ABD, Birinci Dünya Savaşı’ndan sonra “Arka bahçeden dünyaya nasıl açılabilirim?” sorusunun yanıtının aramaya başladı ve Wilson’un 14 maddelik barış ilkesi ile Amerikan idealizmini dünyanın her yerinde egemen kılma amacıyla yola çıktı.

Bu politika, ikinci dünya savaşından sonra uygulanmaya başlandı ve dünyanın büyük bir kesimi, hayatını ABD’nin sömürü ağında ve tuzağında geçirdi. Emperyalizm değişik bir yöntemle gelmişti ve ne yazık ki az gelişmişlik bunun nasıl bir tuzak olduğunun anlaşılmasını önledi. 

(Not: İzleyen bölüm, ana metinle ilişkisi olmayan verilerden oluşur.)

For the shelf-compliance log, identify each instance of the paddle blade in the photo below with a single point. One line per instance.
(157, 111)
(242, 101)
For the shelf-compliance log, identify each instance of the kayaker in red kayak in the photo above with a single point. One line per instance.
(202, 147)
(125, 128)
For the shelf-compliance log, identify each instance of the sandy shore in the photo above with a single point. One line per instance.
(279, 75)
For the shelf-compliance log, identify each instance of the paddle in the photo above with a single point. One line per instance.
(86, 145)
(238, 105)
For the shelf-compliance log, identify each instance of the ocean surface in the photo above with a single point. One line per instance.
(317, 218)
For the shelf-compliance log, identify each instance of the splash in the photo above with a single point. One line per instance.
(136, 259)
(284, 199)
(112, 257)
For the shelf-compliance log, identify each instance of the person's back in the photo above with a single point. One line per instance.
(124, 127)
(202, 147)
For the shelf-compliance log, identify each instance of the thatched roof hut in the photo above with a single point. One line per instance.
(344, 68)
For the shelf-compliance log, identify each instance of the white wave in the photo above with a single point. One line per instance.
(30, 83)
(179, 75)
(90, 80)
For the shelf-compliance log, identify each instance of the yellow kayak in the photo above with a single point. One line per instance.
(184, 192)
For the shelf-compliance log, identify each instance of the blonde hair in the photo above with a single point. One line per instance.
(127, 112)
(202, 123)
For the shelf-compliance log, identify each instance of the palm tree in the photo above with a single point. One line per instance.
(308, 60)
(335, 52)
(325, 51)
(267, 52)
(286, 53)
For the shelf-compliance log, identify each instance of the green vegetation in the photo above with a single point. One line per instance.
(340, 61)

ABD’nin arka bahçesi ile ilgilenmesi, başlangıçta Latin Amerika’yı, Avrupa emperyalizminden korumak görüntüsü ile başladı. Avrupa, Amerika’ya karışmayacaktı, Amerika’da, Avrupa’ya herhangi bir müdahalede bulunma- yacaktı.  Fakat bir süre sonra ABD, Latin Amerika’yı sömürgeleştirmeye başladı. Artık Batı Yarım küresindeki her sorun, ABD’den sorulacaktı. Ve ABD, Birinci Dünya Savaşı’ndan sonra, arka bahçesindeki sömürü düzenin çarklarını çeviremediğinden dünyaya açılmaya başladı.

ARTIK DÜNYAYI DÜZENLEMEYE KARAR VERMİŞTİR ABD VE GÜCÜNDEN ÇOK EMİNDİR!

Irak olayları ile dünyaya yeni düzenin nasıl sağlanacağının örneğini göstermek istedi. Özetle ABD, kendi düzenini dünyaya dayattı. Ve ABD’nin çıkarı her yerde ABD’nin gücü ile korundu. Bunu, Irak örneğindeki gibi tepeden inme ve ezme yöntemi ile uyguladı. 

ABD gerçekten, bu ülkelerin hayat standartlarını iyileştirmek ve demokrasi götürmek için mi gitti? “Bunda bir art niyet aranmalı mıdır?” sorusunun cevabı “Evet aranmalıdır.” dır.  

Çünkü amacı o ülkeyle ilgili değildir. Bu noktada gerçeğe ışık tutan şey; “Hür dünya!” kavramının ne anlama geldiğini öğrenmek olacaktır. Ancak o zaman ABD’NİN SÖZDE YARDIMLARININ TUZAK İÇİNDE BİR TUZAK OLDUĞU anlaşılabilir.

ABD yardımları, bu ülkeleri, ABD’ye daha çok bağımlı yapmaktan başka bir şey değildir. Bu ancak emperyalist güçlerin, bu ülkeleri sömürmeye devam edebilmeleri için katlandıkları fedakar- lıktan başka bir şey değildir.

Sömürücü sınıflar, çıkarlarını sürdürebilmek için küçük miktarları gözden çıkarıyorlar. Yani kaz gelecek yerden tavuğu esirgemiyorlar. ABD yardımı alan ülke, ABD’nin yönetimi altına girmekle kalmıyor aynı zamanda kendi kimliğine de yabancılaşmış oluyor.

ABD’nin emperyalist emelleri ve dünyayı ele geçirme misyonu, daha çok üçüncü sınıf ülkelerde uygulanıyor. Örneğin; Afrika’da kilit niteliği taşıyan bölgelerin, ABD için olağanüstü bir önemi vardır.

ABD, çizdiği rotadan ayrılan hükümetlere yaşama hakkı tanımaz!

ABD devletini kuran felsefe, çıkara dayalı ticarettir. Bu görüş elbette onun iç ve dış siyasetini de yönlendirmektedir.

İnsanlığa “Eşitlik, özgürlük!” (!) götürme görevini üstlenen emperyalizm, gizli veya açık sömürü sistemiyle dünyanın katlanmaya zorlandığı bir sistem olmaya devam ediyor.

İşte “Yeni Dünya Düzeni” nin özeti budur! Amaç, çok uluslu şirketlerin kıtası ABD’nin çıkarını korumaktır! Başka bir şey değil…

Oysaki emperyalizmin özelinde ABD’nin yapısı, felsefesi ve politikası öğrenilme zahmetinde bulunulsaydı, bu amacı saptanır ve söz konusu tuzaklara düşülmezdi!